The nation’s second largest Presbyterian denomination has passed legislation repenting for “past failures to love brothers and sisters from minority cultures” and committing its members to work toward racial reconciliation.

The “overture” (or legislation) was approved overwhelmingly Thursday (June 23) at the national meeting of the Presbyterian Church in America. The issue had been deferred from the previous year’s meeting, where there was a lengthy debate on similar legislation.

The vote by the PCA came in the same month that Southern Baptists attending their annual meeting adopted a resolution repudiating the use of the Confederate flag.

“(T)he 44th General Assembly of the Presbyterian Church in America does recognize, confess, condemn and repent of corporate and historical sins, including those committed during the Civil Rights era, and continuing racial sins of ourselves and our fathers such as the segregation of worshipers by race; the exclusion of persons from Church membership on the basis of race,” reads the PCA legislation.

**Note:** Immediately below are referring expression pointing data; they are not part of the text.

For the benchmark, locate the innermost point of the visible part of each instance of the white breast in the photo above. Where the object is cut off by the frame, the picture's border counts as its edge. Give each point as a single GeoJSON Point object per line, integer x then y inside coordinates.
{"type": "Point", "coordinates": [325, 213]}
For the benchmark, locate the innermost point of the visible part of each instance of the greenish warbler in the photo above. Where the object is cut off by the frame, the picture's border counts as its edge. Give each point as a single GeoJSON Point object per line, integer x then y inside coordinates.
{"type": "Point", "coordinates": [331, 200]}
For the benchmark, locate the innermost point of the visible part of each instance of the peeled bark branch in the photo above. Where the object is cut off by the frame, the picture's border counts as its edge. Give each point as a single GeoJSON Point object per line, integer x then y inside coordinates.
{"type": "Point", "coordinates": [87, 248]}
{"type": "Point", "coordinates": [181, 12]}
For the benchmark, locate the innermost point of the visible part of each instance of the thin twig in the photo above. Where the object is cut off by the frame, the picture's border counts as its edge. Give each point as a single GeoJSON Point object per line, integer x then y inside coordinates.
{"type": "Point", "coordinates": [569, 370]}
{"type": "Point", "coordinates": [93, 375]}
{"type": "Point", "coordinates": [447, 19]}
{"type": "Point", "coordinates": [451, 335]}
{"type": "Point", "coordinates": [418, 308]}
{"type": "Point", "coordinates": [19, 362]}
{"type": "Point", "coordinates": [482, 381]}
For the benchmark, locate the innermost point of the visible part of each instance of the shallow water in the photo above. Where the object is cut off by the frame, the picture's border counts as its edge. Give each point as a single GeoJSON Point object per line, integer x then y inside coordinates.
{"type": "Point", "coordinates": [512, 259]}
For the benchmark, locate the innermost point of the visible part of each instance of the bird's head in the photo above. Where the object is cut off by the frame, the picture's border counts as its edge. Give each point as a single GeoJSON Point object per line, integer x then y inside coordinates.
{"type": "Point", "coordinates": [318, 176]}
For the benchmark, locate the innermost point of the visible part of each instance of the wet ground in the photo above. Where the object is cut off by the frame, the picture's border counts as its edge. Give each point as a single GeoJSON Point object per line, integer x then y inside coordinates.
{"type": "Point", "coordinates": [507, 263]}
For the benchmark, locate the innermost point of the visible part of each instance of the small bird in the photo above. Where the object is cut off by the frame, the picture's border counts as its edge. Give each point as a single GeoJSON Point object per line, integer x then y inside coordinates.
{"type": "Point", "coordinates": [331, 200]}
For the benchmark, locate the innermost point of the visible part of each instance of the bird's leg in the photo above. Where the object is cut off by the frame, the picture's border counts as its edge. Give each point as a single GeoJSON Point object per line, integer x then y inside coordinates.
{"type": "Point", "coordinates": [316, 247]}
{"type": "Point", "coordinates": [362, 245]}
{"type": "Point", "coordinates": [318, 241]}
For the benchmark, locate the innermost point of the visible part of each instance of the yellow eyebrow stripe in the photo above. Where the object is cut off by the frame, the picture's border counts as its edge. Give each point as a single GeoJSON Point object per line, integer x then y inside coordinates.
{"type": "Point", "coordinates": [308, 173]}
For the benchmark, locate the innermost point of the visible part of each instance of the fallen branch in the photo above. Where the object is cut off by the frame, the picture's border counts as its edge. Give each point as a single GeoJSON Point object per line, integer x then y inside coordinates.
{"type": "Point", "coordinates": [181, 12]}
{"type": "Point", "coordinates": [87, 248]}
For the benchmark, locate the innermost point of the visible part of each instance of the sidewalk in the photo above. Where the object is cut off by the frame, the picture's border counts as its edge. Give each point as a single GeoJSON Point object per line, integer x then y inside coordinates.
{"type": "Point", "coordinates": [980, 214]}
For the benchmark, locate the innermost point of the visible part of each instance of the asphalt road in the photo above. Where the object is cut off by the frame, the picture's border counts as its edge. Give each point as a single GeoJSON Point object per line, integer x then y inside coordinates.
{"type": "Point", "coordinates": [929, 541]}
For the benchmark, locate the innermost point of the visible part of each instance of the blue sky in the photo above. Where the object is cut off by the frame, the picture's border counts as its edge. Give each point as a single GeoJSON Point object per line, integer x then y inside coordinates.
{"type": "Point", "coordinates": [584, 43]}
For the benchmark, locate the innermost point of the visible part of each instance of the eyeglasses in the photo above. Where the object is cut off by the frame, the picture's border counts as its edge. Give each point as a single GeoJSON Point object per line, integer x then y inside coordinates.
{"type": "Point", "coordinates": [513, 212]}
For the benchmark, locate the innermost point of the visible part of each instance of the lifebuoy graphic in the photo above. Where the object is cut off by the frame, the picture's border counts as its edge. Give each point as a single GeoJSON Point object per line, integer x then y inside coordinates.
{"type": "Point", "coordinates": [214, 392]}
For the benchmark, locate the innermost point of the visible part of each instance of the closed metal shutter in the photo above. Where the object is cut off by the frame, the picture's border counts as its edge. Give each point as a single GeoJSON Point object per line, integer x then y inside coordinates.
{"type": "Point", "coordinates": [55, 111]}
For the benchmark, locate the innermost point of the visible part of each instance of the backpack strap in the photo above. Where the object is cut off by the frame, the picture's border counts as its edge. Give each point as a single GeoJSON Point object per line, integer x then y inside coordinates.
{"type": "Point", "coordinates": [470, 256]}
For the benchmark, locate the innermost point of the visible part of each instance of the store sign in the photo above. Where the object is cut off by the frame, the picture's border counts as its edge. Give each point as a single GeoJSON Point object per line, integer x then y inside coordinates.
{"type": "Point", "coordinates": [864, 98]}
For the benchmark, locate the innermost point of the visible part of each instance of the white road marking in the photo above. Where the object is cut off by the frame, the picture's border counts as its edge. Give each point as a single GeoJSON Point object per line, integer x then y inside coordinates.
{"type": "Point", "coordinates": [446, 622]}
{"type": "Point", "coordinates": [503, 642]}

The PCA also acknowledged teaching that the Bible permits racial segregation and discourages interracial marriage, and the denomination confessed to defense and participation in white supremacist organizations.

Richard Doster, editor of the PCA’s byFaith Magazine and a spokesman for the General Assembly, said 43 of the 63 proposed pieces of legislation for the meeting, which took place June 20-24 in Mobile, Ala., related to race relations and confessions of sin about segregation.

“It is highly unusual,” he said. “This is the first time something like that has happened, especially on that topic.”

Delegates also passed, by a vote of 814-87, legislation calling for the appointment of a multiethnic study committee to develop concrete steps towards racial reconciliation that can be taken by leaders of churches and presbyteries, or regional groups of churches.

The PCA, whose membership is about 80 percent white, has about 370,000 members.